God does not will these things to happen, does not require any of this evil as part of some grand design to accomplish his good purposes, is not in a partnership with death, and much of history is because of the absence of God meaningless.
As David Bentley Hart says, it’s a very good thing that the death of a child is ultimately meaningless; that what God does with the death of a child, like all the children who died in the chemical showers of the Nazis, is to raise them from death in the world that does not end, wiping every tear from their face, and freeing their hearts from the terrors we imposed. What God does is resurrect. But I digress.
If the God revealed to us as Love, this Love revealed to the world at Golgotha, directly ruled over all things none of these horrors would ever occur.
There are many wills in the cosmos that oppose the will of Love and the Christian must make many prudential discernments (almost every day) and take actions (almost every day) to oppose with love what opposes Love, in ourselves, in other moral agents, and in nature.
The Christian is not given permission in this world to simply “pray and leave it to God,” though on one important hand that is indeed—in the end—all that we can do.
Contemplation of the person of Jesus Christ leads the Christian to proactive engagement with the powers of this world with weapons not known to this world, chiefly humility. Silence and listening and honest responses to what is heard from God in silence leads us to action.

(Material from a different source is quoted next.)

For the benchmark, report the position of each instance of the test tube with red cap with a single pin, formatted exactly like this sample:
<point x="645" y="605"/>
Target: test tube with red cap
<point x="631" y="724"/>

As Martin Luther King Jr said: “The belief that God will do everything for man is as untenable as the belief that man can do everything for himself. It, too, is based on a lack of faith. We must learn that to expect God to do everything while we do nothing is not faith but superstition.”
I would add that the more “privilege” we accumulate the further removed we *can* become from the urgency to engage fallen powers. The temptation is greater to say, in a form of disengagement disallowed to the Christian,” God has this.”
This is excellent and so encouraging, Kenneth. I love how you place humility as one of the chief "weapons not known to this world".